Wat overblijft zijn lijnen van kwast en inkt,
van de vluchtige, menselijke banden nauwelijks nog een spoor.
Ryokan (1758-1831), Japans zenmeester en dichter*
Hoeveel mensen heb ik in mijn leven gekend – al dan niet goed of intiem – die er ook weer uit verdwenen. Andere interesses. Verminderde gemeenschappelijkheid. Verdwenen liefde. Verhuisd. Dood. Hoeveel zullen er nog komen? We ontmoeten en nemen afscheid. Komen, samenzijn, gaan.
En toch. Maar toch. Het is geen los zand. Iets blijft. Lijnen van kwast en inkt. Mensen met wie ik me verbonden voel of voelde, mensen die indruk maken en maakten – ook als ze fysiek uit mijn leven zijn verdwenen – draag ik in mij mee. De verbondenheid blijft. Het residu van de verhouding ligt in mij en als het licht van aanwezigheid erop schijnt, komen de persoon en de verhouding direct tot leven. Hier en nu. Tot het licht zich zonder een spoor achter te laten op iets anders richt.
Verbinding gaat dwars door de vorm – essentie raakt essentie. Levend persoonlijk contact is verbinding, intiem en direct. Dit vormgeven in het dagelijks leven kan weerbarstig zijn. Verbinding voorbij sentiment, waarden en normen, de conventies van de dag, hoe het hoort en niet hoort, bloedbanden, eigen voorkeur en afkeer; van essentie tot essentie. Zonder opgave van de eigenheid en zonder vastklampen aan halsstarrigheid. Hoe open en aanwezig ben ik? Hoe schoon en zuiver is het oor dat luistert, de mond die spreekt en de hand die aanraakt? Schuilt er een belang achter een gedachte, woord, gebaar? Een verborgen drijfveer? Wat is de intentie? Is er een intentie?
Een open gedachte. Een open woord. Een open gebaar. Verbinding tussen mensen: openheid waarin de eigenheid niet wordt opgegeven. Die grote openheid ís de omhelzing, ontdaan van sentiment. Deze verbinding die er van nature is wanneer de benauwenis van de eigensturing – al dan niet tijdelijk – verdwijnt. Die eigensturing lijkt richting en houvast te bieden, maar doolt in wezen cirkelend rond in het gekende. In de beslotenheid van het gekende waarin verbinding onmogelijk is. Zie de tijger in zijn kooi, de goudvis in zijn kom.

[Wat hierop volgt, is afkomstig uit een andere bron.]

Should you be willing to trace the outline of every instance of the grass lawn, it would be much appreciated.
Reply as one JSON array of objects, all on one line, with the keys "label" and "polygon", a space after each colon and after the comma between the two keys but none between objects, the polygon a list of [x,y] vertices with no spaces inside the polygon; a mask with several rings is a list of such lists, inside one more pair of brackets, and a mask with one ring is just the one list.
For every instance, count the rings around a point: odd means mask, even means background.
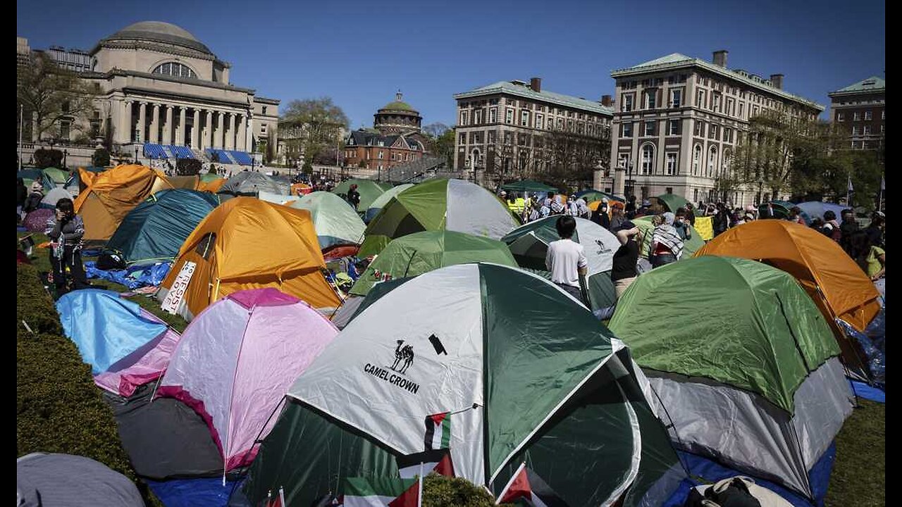
[{"label": "grass lawn", "polygon": [[[19,236],[24,235],[19,233]],[[35,244],[47,241],[43,235],[34,235]],[[32,264],[41,272],[51,270],[48,253],[35,248]],[[91,280],[100,289],[117,292],[127,287],[101,280]],[[160,317],[179,333],[188,325],[178,316],[162,311],[155,298],[130,298],[148,311]],[[830,478],[824,504],[828,507],[886,505],[886,405],[861,400],[860,406],[846,420],[836,438],[836,463]]]}]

Voorbijdrijvende wolken. Een komen en gaan in het licht van aanwezigheid. Zonder een spoor achter te laten. We zijn aanwezig bij wat oplicht. Bij wie oplicht. Nu. Hier. Licht weerkaatst en verblindt binnen de besloten schil van het gekende, maar doorstraalt de immense ruimte van openheid en schijnt op alles wat het tegenkomt. In ons, buiten ons. Van moment tot moment voortdurend verbonden met wat is.